Stochastic simulation of the Lotka-Voltare Predator-Prey model showing the development of oscillatory behavior from a simulations that start at the equilibrium point. In contrast, the deterministic model maintains the initial conditions (not shown.)

There are many custom software packages that simulate stochastic chemical reactions, but we seek to teach students to understand the algorithms and to use them to solve problems, which requires that they understand the code. Because many students learn to program in the mathematical programming language MATLAB, we have written MATLAB code to provide a tool for learning and research.

We share here two discrete stochastic differential equation (DSDE) functions. DSDEexact uses the Exact Stochastic Algorithm (DT Gillespie, "Exact Stochastic Simulation of Coupled Chemical Reactions" Journal of Physical Chemistry 81 p. 2340, 1977) which is accurate but slow in many cases. DSDEtauleap uses the Tau Leap algorithm, merged with a discrete form of the chemical langevin equation (Gillespie: J. Chem Phys, Vol. 113, pp. 297–306, 2000) combined with a simple time-stepping algorithm, which is approximate but quite fast and robust, similar to the advantages and shortcomings of many ODE algorithms.

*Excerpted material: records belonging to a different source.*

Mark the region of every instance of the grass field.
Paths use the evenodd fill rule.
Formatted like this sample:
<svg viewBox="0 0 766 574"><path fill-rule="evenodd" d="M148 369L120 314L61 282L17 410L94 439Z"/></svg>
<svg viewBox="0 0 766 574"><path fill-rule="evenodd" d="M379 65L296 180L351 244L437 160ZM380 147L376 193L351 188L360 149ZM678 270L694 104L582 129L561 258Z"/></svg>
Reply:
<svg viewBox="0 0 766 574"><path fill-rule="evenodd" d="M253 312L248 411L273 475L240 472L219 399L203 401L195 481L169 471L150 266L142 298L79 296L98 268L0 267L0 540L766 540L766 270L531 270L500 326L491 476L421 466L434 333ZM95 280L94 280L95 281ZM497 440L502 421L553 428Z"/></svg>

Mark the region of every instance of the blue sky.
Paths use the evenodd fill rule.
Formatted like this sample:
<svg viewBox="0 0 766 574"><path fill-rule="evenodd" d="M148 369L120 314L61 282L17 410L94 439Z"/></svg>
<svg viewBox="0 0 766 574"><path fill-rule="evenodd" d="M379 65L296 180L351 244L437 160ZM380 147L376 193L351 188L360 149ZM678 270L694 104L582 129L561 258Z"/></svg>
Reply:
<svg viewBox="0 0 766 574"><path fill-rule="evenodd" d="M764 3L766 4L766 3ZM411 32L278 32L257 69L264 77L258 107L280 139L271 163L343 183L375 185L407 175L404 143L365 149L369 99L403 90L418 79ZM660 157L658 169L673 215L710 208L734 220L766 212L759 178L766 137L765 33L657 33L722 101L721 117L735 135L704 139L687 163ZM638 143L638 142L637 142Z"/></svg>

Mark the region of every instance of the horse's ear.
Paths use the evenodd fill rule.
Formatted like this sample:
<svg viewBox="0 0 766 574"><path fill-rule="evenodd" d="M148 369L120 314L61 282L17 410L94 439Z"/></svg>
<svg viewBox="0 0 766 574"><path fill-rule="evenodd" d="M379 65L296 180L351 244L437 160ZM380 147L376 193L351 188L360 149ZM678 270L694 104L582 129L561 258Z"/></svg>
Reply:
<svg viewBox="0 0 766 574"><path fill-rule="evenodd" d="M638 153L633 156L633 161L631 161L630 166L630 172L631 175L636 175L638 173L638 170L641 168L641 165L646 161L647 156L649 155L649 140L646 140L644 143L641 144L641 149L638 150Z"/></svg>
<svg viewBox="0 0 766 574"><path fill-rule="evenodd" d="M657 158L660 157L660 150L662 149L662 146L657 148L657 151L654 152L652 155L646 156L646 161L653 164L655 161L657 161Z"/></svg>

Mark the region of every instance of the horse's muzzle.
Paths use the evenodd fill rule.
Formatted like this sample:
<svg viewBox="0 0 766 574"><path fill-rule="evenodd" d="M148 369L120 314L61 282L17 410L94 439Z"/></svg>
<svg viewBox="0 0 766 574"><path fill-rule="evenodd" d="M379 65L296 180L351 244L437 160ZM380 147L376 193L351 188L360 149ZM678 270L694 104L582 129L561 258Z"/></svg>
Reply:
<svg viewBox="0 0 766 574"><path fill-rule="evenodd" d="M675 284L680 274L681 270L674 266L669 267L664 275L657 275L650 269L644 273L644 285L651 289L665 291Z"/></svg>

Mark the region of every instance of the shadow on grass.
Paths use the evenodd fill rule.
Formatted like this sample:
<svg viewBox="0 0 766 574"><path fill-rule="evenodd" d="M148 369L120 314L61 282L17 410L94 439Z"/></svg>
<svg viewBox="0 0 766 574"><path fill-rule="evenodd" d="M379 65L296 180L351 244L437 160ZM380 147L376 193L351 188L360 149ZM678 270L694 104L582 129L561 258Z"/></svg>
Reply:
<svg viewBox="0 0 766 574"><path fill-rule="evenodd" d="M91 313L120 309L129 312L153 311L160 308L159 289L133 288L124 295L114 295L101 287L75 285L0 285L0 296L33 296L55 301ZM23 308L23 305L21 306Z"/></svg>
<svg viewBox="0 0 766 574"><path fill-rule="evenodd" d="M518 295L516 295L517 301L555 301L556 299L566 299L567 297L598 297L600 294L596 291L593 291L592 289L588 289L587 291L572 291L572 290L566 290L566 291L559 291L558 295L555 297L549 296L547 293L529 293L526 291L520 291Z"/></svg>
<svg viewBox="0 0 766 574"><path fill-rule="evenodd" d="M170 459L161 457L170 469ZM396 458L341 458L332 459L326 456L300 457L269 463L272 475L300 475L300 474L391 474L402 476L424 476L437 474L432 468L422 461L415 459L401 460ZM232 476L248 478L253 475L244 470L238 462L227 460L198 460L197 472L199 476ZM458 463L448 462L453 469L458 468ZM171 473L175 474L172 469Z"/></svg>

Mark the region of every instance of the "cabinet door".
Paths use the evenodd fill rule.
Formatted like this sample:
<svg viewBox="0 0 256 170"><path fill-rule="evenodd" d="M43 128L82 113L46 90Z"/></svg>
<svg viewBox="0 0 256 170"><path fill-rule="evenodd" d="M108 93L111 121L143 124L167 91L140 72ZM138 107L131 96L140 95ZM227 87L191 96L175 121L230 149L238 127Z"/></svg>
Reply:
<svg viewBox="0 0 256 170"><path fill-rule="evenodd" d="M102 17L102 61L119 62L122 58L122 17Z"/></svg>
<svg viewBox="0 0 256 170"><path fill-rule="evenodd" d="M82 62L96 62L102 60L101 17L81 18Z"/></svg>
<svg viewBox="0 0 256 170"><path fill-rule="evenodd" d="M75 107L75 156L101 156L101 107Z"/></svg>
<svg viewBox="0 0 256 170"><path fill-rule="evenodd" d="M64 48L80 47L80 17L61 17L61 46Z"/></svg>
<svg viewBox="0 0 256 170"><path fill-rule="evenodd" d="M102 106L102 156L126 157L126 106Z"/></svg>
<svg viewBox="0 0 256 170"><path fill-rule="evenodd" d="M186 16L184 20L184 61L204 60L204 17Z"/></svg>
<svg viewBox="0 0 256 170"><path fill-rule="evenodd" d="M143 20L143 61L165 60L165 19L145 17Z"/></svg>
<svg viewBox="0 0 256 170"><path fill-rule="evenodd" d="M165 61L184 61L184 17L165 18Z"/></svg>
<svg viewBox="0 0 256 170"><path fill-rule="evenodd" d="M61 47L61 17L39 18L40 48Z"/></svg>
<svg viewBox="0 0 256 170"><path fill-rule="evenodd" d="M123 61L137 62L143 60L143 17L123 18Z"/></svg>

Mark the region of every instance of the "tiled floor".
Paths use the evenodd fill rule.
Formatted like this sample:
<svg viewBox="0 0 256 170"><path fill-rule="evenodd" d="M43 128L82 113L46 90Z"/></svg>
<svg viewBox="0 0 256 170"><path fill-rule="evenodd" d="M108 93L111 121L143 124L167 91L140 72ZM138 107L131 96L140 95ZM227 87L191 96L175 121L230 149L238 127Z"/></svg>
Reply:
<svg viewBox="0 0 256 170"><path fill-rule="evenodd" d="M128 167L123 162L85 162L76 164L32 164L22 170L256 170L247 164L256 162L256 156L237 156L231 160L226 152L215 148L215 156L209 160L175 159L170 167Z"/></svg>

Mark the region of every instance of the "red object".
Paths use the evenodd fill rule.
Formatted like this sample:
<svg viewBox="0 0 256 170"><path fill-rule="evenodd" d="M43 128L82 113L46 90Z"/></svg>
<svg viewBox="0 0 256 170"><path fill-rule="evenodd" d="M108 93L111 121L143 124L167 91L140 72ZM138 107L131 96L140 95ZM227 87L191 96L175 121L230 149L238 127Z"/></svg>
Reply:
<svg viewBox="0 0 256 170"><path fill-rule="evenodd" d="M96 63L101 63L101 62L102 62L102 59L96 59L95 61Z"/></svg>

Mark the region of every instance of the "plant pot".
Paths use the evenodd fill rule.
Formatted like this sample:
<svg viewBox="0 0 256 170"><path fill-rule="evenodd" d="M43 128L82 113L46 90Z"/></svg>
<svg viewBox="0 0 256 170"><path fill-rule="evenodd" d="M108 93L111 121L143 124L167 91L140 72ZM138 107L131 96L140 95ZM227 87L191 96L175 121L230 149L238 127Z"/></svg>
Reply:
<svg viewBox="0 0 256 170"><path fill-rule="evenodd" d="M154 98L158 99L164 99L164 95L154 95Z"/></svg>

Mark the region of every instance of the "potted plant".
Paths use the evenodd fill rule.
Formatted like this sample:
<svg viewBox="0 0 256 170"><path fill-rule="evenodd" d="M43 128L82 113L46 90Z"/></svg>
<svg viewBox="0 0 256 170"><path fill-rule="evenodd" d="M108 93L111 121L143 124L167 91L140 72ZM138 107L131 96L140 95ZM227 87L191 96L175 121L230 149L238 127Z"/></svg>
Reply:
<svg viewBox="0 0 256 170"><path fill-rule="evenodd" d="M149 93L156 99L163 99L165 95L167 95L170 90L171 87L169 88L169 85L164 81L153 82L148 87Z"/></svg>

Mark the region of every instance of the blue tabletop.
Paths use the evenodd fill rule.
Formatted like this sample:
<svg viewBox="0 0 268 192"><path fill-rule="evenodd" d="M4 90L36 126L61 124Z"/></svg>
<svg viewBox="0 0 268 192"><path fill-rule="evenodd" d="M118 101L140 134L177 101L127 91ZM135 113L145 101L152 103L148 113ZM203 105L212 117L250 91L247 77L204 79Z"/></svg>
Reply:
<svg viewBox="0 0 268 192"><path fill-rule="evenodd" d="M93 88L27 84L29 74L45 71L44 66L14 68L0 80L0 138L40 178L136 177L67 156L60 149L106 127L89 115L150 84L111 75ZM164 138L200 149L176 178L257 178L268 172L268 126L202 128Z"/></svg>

Because the three publications developing the methods noted above use different formalisms, we have developed a single formalism that describes chemical reactions in a way that is simple to learn and can be used by both functions. The DSDE solvers call a user-defined function defining the reaction equations, much as the ODE solvers call a user-defined function defining the differential equations. The user defines two matrices where each row defines a reaction and each column indicates a chemical. The matrix S defines the stoichiometry of substrates and P of products. A vector K then defines the rate constants of the reactions.

• description of algorithms and formalism
• DSDEtauleap
• DSDEexact
• example codes calling these functions: SIR and Lotka

We have simulated how bacteria adhere to surfaces in flow when they adhere through long elastic fimbriae that terminate in catch bonds, which are activated by tensile force.

We use meso-scale stochastic elastic simulations that bridge the nanoscale molecular behavior with microscale cell and even macroscale adhesive behavior. For more information, see our publication: Whitfield MJ, Ghose T, Thomas WE, "The shear-stabilized rolling behavior of E. coli examined with simulations." Biophysical Journal, 99, p. 2470-78 (2010)

Soon, we will be sharing this code, but we are still finalizing and commenting it.